Repeat this procedure for the second tunnel interface.
Configure BGP
Next you will need to enable Advanced Routing and BGP and then configure BGP via the command line.
- From the SonicWall device, in the System Setup menu, select Network > Routing.
- Select the Settings tab.
Confirm the following settings:- Routing Mode: Select Advanced Routing.
- BGP: Select Enabled.
- Use an SSH client to connect to your firewall. An SSH client is included with both Windows 10 and with Mac OS.
Open a command/terminal window and run the following command:ssh <administrator>@<IP ADDRESS>
Where:- administrator = Your username
- IP ADDRESS = The IP address of your router
- Run the following commands, replacing bold fields (YOUR-ASN, LOCAL NETWORK TO ANNOUNCE, and the VTI1 and VTI2 interfaces) with your specific information from the Pureport console:
configure
routing
bgp
configure terminal
router bgp {YOUR-ASN}
network {LOCAL NETWORK TO ANNOUNCE}
# REPEAT FOR EACH LOCAL NETWORK
neighbor {PUREPORT VTI 1} remote-as 394351
neighbor {PUREPORT VTI 1} soft-reconfiguration inbound
neighbor {PUREPORT VTI 2} remote-as 394351
neighbor {PUREPORT VTI 2} soft-reconfiguration inbound
end
write
exit
commit
end
end
exit
Use the SonicWall Web Interface to check the BGP peering status:
- From the SonicWall device, in the System Setup menu, select Network > Routing.
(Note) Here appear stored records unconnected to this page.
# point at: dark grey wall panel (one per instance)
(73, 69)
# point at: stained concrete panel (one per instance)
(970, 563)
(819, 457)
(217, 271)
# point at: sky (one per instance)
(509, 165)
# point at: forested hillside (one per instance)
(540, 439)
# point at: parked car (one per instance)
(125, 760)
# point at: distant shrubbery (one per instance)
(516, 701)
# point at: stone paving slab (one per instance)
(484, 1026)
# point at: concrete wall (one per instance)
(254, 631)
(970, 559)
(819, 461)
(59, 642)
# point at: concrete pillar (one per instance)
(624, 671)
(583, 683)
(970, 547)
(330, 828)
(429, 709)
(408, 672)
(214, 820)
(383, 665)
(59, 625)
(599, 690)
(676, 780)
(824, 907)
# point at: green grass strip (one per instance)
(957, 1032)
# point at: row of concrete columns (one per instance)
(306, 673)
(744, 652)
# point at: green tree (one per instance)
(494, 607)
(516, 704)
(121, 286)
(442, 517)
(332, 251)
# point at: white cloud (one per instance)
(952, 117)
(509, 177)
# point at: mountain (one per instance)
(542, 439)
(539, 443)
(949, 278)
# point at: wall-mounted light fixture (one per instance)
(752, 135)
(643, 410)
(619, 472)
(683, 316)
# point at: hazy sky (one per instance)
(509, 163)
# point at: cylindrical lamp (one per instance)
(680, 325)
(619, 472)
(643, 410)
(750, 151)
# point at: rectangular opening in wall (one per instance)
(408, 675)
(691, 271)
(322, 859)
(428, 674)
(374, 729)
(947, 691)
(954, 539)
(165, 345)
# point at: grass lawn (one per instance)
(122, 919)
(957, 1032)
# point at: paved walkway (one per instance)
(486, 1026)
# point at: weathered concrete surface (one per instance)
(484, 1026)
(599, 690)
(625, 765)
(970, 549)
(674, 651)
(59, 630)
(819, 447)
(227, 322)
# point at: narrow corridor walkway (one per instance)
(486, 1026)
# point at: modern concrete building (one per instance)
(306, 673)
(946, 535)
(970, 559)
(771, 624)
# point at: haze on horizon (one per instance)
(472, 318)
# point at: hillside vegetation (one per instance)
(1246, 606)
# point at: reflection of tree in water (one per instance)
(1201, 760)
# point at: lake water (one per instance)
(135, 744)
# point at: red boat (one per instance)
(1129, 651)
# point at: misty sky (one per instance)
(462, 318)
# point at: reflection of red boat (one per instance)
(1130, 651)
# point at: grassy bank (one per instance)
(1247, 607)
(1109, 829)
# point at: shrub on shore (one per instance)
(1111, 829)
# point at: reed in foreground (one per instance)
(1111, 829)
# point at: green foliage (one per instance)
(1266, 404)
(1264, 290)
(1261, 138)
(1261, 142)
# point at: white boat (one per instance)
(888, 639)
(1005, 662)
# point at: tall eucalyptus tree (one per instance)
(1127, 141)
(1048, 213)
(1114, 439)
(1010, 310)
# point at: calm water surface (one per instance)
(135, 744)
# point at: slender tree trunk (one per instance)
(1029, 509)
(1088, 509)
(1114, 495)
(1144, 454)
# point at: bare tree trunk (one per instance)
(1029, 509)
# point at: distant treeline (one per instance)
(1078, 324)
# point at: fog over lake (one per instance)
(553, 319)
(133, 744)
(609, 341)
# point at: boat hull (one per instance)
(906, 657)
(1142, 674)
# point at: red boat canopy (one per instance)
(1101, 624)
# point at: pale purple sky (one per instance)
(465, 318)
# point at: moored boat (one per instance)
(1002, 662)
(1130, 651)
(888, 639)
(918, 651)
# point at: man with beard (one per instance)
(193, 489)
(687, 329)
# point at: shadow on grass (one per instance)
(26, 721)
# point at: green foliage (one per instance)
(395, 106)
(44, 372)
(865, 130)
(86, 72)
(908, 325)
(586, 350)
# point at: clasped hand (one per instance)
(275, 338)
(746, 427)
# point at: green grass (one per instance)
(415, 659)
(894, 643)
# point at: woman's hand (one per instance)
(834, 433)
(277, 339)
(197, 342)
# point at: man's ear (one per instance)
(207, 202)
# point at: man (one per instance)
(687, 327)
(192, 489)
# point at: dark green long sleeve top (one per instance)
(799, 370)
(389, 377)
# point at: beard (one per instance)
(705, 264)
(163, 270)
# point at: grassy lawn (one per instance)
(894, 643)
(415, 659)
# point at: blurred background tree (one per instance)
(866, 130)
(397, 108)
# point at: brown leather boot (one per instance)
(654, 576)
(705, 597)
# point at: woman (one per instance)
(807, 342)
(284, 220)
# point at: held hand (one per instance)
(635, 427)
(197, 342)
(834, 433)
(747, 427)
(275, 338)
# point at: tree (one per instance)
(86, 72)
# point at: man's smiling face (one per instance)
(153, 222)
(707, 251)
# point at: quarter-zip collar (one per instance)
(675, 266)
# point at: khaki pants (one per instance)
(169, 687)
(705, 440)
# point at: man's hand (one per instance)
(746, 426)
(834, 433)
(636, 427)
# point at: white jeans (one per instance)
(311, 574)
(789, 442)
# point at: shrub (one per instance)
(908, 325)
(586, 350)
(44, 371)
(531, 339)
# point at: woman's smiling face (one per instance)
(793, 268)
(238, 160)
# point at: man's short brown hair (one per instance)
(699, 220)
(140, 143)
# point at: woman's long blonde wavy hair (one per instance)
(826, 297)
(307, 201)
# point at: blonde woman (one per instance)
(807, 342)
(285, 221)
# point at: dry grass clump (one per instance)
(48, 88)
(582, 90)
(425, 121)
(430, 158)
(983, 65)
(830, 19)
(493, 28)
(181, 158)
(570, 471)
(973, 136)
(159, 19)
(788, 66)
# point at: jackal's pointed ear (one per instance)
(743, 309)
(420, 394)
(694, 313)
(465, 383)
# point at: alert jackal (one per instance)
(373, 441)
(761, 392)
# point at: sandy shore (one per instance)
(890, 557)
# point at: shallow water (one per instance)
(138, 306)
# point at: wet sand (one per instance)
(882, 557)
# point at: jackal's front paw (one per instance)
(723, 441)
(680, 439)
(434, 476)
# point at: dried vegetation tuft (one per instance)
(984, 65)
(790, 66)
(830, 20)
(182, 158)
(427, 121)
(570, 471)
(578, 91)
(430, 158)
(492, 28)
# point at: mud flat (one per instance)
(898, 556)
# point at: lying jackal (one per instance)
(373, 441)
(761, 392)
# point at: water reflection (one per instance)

- Select the Settings tab.
- Click BGP Status.
The Up/Down column shows the the elapsed time that the peering has been up. If peering is not established, you must troubleshoot the connection.
Create Address Objects
Next, create address objects in order to create the firewall rules necessary to permit desired traffic.
- From the SonicWall device, in the Policies menu, select Objects > Address Objects.
- Select the Address Objects tab (not the Address Groups tab), and click Add.
- In the Add Objects window, enter the following information in each field and click Add.
- Name: Enter a descriptive name for the object
- Zone Assignment: Select the appropriate Zone for your security policy.
- Type: Select Network.
- Network:
- Netmask Prefix:
Repeat this procedure for each network requiring a static route and firewall rules
Note: To simply your configuration, you can add all of the Address Objects to a Group Object.
Firewall Rules
After creating the VPNs, you must add firewall rules to allow traffic between networks in SonicWall.
Although default rules may be created when adding the static routes, you may need additional rules, based on your internal security policy.
From the SonicWall device, in the Policies menu, select Rules > Access Rules. Refer to the SonicWall documentation for details.